Cerebral WMH predict incident stroke, dementia, heart failure, disability and mortality [1, 7]. Despite the lack of correlation with conventional cardiovascular risk factors and with no supporting evidence base, current treatment strategies for managing cerebral WMH are extrapolated from the general management guidelines for the treatment of atherosclerotic disease. As a result, treatment strategies focusing on the use of antiplatelet, statins, aggressive blood pressure (BP) lowering and (in people with diabetes) aggressive glycaemic control may not be effective in the treatment of cerebral SVD [8, 9]. Indeed, the use of dual antiplatelet therapy is associated with a significantly increased risk of bleeding, whilst excessive BP lowering to targets of <130 mmHg is associated with cognitive decline in patients with cerebral SVD [10, 11]. The absence of specific treatments for cerebral SVD precipitates the need for clear targets or strategies for the treatment of cerebral SVD.
We propose the search for such targets should focus on the underlying pathology of cerebral SVD, focusing specifically on the regulation of cerebral microcirculation. However, in order to identify potential treatment strategies, knowledge of the systemic correlates of cerebral SVD is required. As WMH are present in patients with and without history of previous CVD, we aimed to explore this in a general population sample of older adults enriched with patients with proven cerebral SVD.

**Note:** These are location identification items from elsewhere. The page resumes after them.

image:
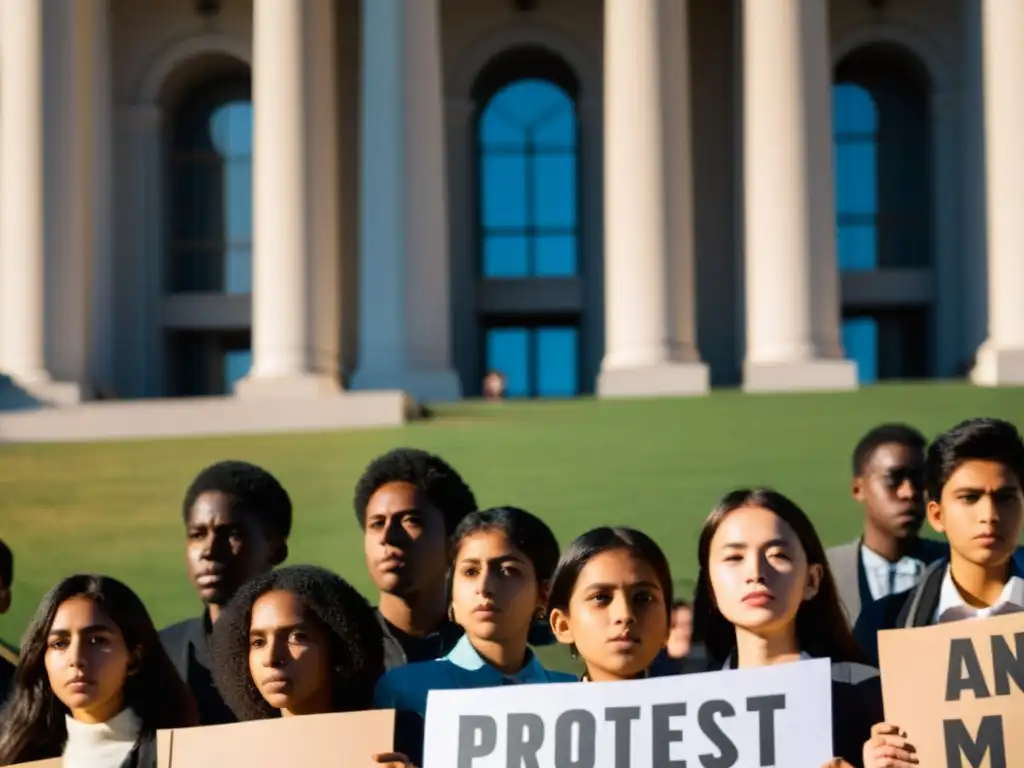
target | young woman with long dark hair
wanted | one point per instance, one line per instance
(765, 596)
(93, 683)
(611, 602)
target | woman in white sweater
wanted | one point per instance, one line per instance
(93, 683)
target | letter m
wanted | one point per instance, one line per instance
(989, 741)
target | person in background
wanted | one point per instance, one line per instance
(8, 656)
(890, 555)
(495, 385)
(611, 602)
(238, 518)
(299, 640)
(974, 477)
(93, 683)
(765, 596)
(408, 503)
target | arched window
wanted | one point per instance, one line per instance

Of 169 potential participants screened, 57 were unable to undergo MRI (predominantly due to permanent pacemaker placement, surgical metal work or claustrophobia). The study therefore yielded 112 participants with a full data set. The population characteristics are shown in Table 1. There were more males in the study (77 males vs. 35 female), however, there was no difference in WMH volume between the sexes (p=0.7).

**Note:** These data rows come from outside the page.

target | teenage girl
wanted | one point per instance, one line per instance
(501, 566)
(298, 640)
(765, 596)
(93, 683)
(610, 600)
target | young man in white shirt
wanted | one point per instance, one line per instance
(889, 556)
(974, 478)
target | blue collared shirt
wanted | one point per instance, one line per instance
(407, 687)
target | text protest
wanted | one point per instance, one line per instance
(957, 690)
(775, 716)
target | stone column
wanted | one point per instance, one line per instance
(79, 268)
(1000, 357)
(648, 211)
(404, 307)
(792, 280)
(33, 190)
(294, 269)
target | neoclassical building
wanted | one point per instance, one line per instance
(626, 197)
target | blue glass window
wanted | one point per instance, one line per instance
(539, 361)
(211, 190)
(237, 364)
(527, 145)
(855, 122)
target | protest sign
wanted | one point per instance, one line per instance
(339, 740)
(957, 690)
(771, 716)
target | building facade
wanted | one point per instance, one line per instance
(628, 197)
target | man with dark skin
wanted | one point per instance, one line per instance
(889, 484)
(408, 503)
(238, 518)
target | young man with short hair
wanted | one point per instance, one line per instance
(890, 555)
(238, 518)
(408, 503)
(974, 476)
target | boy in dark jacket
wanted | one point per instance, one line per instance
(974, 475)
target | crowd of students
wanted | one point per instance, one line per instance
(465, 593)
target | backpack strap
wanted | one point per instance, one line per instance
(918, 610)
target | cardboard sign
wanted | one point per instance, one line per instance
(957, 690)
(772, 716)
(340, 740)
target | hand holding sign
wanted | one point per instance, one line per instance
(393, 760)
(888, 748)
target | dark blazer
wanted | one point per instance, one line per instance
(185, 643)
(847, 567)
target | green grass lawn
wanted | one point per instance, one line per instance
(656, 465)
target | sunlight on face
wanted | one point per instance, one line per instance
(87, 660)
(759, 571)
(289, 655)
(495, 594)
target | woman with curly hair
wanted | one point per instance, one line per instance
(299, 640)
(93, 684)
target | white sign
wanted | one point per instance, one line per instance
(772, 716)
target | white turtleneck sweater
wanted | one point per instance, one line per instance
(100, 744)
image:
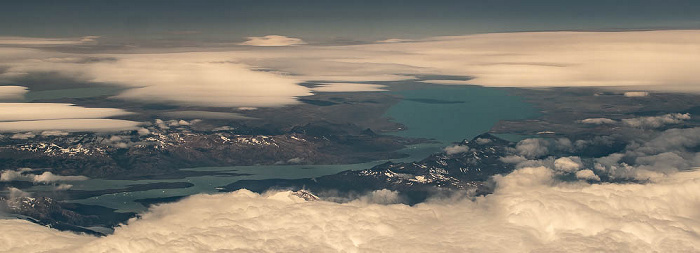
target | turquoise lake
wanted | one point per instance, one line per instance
(446, 114)
(453, 113)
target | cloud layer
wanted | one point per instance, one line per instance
(24, 117)
(530, 211)
(263, 76)
(273, 41)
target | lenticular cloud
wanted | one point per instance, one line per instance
(530, 211)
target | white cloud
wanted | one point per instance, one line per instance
(393, 40)
(567, 164)
(654, 60)
(529, 211)
(26, 41)
(456, 149)
(598, 121)
(449, 82)
(532, 147)
(656, 121)
(348, 87)
(43, 111)
(46, 177)
(273, 41)
(636, 94)
(201, 79)
(587, 175)
(12, 92)
(70, 125)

Table 1. Population characteristics of study participants.
|Gender||Males 77 (69%)|
|Females 35 (31%)|
|Age (years)||68 ± 9|
|Systolic Blood pressure (mmHg)||130 ± 13|
|Diastolic blood pressure (mmHg)||74 ± 8|
|Treated hypertension||56 (50%)|
|Ischaemic heart disease||13 (12%)|
|Previous transient ischaemic attack||44 (39%)|
|Previous stroke||31 (28%)|
|Alcohol > 15 units/week||25 (22%)|
|Calcium channel blockers||18 (16%)|
|ACE inhibitors||28 (25%)|
|Beta blockers||11 (10%)|
|Body Mass Index (kg/m2)||27 ± 4|
|White matter hyper-intensities load (cm3) (IQ Range)||3·65 (2·0 – 6·0)|
Association between vascular risk factors and WMH volume
In univariate analysis, as anticipated, WMH volume was significantly higher in participants with history of hypertension compared to non-hypertensive individuals (4·5 cm3 (CI: 3·7 – 5·3) cm3 vs. 2·8 (CI: 2·3 – 3·4) cm3, p<0·0001). Further, aortic systolic BP and MAP (but not diastolic BP), aortic pulse pressure, ABPI were independently associated with WMH volume after adjustment for age and sex. Unsurprisingly, those recruited from stroke clinic had a higher WMH volume than the general population sample (4·4 (CI: 3·6 – 5·3) cm3 vs. 2·6 (CI 2·1 – 3·2) cm3, p=0·001).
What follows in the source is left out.